Gestatten, dass ich sitzen bleibe: Mein Leben (German Edition)
Tonnen Stahl wurden verbaut, 25 000 Quadratmeter Glasfassade wurde angeschraubt und 342 Kilometer Glasfaserkabel verlegt. Dann stand das Ding. Ein Großprojekt ohne Verzögerung und ohne Kostensteigerung. Am 13. Juli 2000 war Einweihung. »Freudig begrüßen wir die edle Halle«, sang der MDR-Chor vor den zahlreichen Gästen, das Fernsehballett tanzte, die Geschwister Weisheit, bekannte ostdeutsche Artisten, fuhren in einem spektakulären Drahtseilakt mit dem Motorrad zum neuen Hochhaus hinauf, die Ministerpräsidenten sprachen Grußbotschaften, ich sprach auch und bekam einen riesengroßen symbolischen Hausschlüssel überreicht (den ich 2011 an meine Nachfolgerin weitergegeben habe), die Kirchenbevollmächtigten segneten den Bau, die Post brachte eine Sonderbriefmarke heraus, es wurde gegessen und getrunken, und abends gab es ein spektakuläres Feuerwerk.

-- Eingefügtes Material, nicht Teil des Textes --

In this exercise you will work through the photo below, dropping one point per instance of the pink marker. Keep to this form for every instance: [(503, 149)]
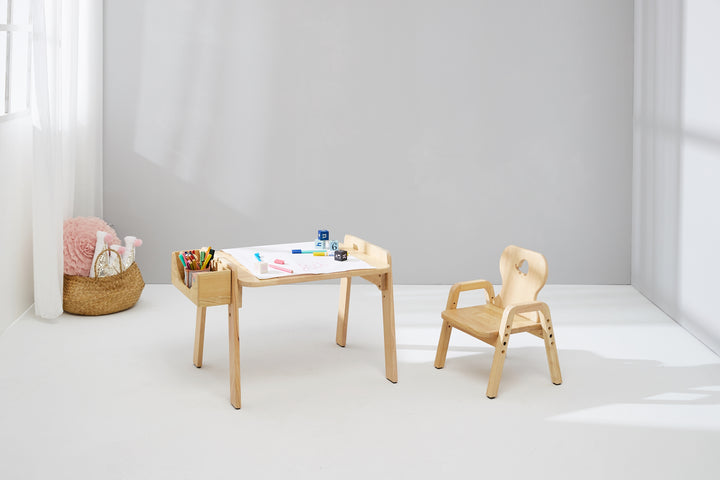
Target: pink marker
[(272, 265)]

Dieser Tag war der Höhepunkt meiner beruflichen Laufbahn. »Udo Reiter, der König des MDR. Jetzt zieht er mit seinem Sender in diesen prachtvollen Glaspalast in Leipzig. Eine Erfolgsstory«, schrieb die BZ, und BILD ernannte mich sogar zum »TV-König des Ostens«. Ich saß fest im Sattel, nichts schien unseren Erfolg gefährden zu können. Dass auf ein Hosianna oft ein »Kreuzige ihn« folgt, kam mir damals nicht in den Sinn.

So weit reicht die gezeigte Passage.